Los Albertos are a six-piece ensemble of ska-dance protagonists who’ve been transmitting their hi-energy tunes to the nation since their formation in 2002. Christened by the barmaid at their debut gig in the legendary Prince Albert, their fistful of grinning 2-tone skank with a twist of funk, punk, Klezmer, rock and dub has drawn attention from far beyond the pebbled beaches of their hometown Brighton.
With three albums under their belts, they are about to unleash a new vinyl and download only EP, This Is A Serious Party, featuring three brass-powered floor stompers that have never seen the light of day, as well as a brilliant cover of ‘Sweet Dreams’. It’s dance music, Jim. But not as we know it.

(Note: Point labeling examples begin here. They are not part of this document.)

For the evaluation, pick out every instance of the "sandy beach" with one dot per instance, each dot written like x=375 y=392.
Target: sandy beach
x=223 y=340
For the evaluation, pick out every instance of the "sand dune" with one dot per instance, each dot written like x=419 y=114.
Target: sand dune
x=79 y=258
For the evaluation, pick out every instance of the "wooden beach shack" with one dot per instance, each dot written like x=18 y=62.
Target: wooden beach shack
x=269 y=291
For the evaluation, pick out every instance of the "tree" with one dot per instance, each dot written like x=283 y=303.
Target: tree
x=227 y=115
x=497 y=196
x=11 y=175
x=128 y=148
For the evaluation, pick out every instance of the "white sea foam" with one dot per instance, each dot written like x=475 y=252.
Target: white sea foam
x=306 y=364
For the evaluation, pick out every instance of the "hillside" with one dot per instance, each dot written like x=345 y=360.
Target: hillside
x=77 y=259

Legendary might be an overused word, bandied about towards many undeserving of such accolades, but in the case of Los Albertos, it is fully deserved. Very much an underground, word-of-mouth band, for those who know, know. They know what a brilliant live band they are; one who has forged a truly unique sound, that combined with an ability to write memorable, dance-floor friendly songs has ensured they will remain in the hearts of many of those who have seen and heard them. And with a history that includes street performance/busking and the sponsorship of a local Sunday League football team (called appropriately enough, Los Albertos) they have endeared themselves to tens of thousands, maybe more. And yet, they are like a best kept secret…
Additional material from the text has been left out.